Stock Based Compensation = Expense to Maintain Mercenaries

It is good to make our view on this topic clear to readers. Title is the TL;DR but if you want to know more why we think so … read on. Every young business in its early days needs mercenaries¬† who are specialized to operate in that context. If you and band of co-founders did a good job on validating the product market fit then as your business grows, then you should have lesser need of those hired guns matter how talented or experienced they are. Sure you need some of them but majority of your team ought to be just executing on the vision (or mission) of the company.

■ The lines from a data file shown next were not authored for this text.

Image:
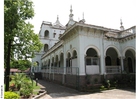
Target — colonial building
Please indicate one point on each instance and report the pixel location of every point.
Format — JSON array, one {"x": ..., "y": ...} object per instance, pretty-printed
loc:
[{"x": 76, "y": 50}]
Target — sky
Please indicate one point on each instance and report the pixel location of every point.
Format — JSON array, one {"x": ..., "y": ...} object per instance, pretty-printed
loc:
[{"x": 106, "y": 13}]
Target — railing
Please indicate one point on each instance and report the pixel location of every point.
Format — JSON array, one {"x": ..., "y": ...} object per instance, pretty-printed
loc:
[
  {"x": 113, "y": 69},
  {"x": 61, "y": 70},
  {"x": 129, "y": 31}
]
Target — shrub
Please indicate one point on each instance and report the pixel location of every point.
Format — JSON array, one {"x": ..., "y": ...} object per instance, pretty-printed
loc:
[
  {"x": 26, "y": 89},
  {"x": 10, "y": 95}
]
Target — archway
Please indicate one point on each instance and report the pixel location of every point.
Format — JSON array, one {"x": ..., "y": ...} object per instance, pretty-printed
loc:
[
  {"x": 130, "y": 62},
  {"x": 112, "y": 61},
  {"x": 92, "y": 61},
  {"x": 46, "y": 47},
  {"x": 46, "y": 33}
]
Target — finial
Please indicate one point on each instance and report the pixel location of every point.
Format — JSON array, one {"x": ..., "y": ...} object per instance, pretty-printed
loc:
[
  {"x": 121, "y": 27},
  {"x": 71, "y": 15},
  {"x": 71, "y": 9},
  {"x": 121, "y": 22},
  {"x": 83, "y": 15},
  {"x": 57, "y": 17}
]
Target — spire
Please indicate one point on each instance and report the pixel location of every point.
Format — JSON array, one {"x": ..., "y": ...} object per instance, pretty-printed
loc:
[
  {"x": 57, "y": 23},
  {"x": 71, "y": 15},
  {"x": 83, "y": 18},
  {"x": 121, "y": 23},
  {"x": 83, "y": 15},
  {"x": 57, "y": 18}
]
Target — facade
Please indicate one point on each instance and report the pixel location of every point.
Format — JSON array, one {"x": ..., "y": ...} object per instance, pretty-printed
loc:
[{"x": 83, "y": 49}]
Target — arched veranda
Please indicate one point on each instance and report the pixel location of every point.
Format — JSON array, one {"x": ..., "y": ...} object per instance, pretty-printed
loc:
[
  {"x": 92, "y": 61},
  {"x": 112, "y": 62},
  {"x": 130, "y": 61}
]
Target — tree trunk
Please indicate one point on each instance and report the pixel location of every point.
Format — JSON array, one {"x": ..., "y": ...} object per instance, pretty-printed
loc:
[{"x": 7, "y": 74}]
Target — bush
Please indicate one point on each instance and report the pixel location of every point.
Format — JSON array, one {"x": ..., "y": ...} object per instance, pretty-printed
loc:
[
  {"x": 11, "y": 95},
  {"x": 26, "y": 89}
]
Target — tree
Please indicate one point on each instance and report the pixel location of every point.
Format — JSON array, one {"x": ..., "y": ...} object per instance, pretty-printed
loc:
[
  {"x": 21, "y": 64},
  {"x": 19, "y": 37}
]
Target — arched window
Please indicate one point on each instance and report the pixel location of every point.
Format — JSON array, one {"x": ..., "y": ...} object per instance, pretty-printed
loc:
[
  {"x": 46, "y": 33},
  {"x": 74, "y": 54},
  {"x": 46, "y": 47},
  {"x": 108, "y": 61},
  {"x": 91, "y": 58}
]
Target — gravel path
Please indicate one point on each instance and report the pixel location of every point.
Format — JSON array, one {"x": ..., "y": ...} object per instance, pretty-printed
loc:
[{"x": 56, "y": 91}]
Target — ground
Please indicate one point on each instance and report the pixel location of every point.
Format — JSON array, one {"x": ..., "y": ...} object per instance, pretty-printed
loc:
[{"x": 56, "y": 91}]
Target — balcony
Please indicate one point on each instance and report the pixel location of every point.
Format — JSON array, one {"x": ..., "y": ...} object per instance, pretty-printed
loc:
[{"x": 113, "y": 69}]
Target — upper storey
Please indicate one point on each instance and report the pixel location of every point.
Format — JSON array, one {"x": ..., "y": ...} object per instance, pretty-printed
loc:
[{"x": 51, "y": 31}]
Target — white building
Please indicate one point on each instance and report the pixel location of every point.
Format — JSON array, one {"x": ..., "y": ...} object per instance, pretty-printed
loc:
[{"x": 76, "y": 50}]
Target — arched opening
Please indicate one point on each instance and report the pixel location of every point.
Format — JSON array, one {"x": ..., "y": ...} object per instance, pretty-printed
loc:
[
  {"x": 108, "y": 61},
  {"x": 74, "y": 54},
  {"x": 91, "y": 57},
  {"x": 129, "y": 63},
  {"x": 56, "y": 61},
  {"x": 46, "y": 47},
  {"x": 92, "y": 61},
  {"x": 52, "y": 64},
  {"x": 61, "y": 60},
  {"x": 68, "y": 60},
  {"x": 46, "y": 33},
  {"x": 112, "y": 61}
]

So, if a business is a publicly listed corporation with billions of dollars in revenue and they still depend on mercenaries then it qualifies as a special situation. It is only worthy of inclusion as a special situation in Rad Universe if it produces more free cash flow or at the very least more EBITDA than expenditure for Stock Based Compensation on Quarter over Quarter basis for latest quarter. If it doesn’t, it is uncertain whether the company ever wants to be great profitable franchise at any point in future. We haven’t yet filtered out many such stocks from Rad Universe. Over next couple of weeks you will see most of these removed and if fortunate replaced by stocks that at least show an aspiration to be a great business in future.

Here are some of the first stocks we have removed from Rad Universe due to our new qualification for companies with high expenditure on stock based compensation (as always – until situations change):

  • Everbridge – EVBG
  • Five9 – FIVN
  • The Trade Desk – TTD
  • Zoom Video Communications – ZM
  • Survey Monkey – SVMK

This is just the first set, there will be more. Hopefully, these companies qualify as special situation soon because some of them sure seem like great potential profitable franchises as user of their product (especially Zoom).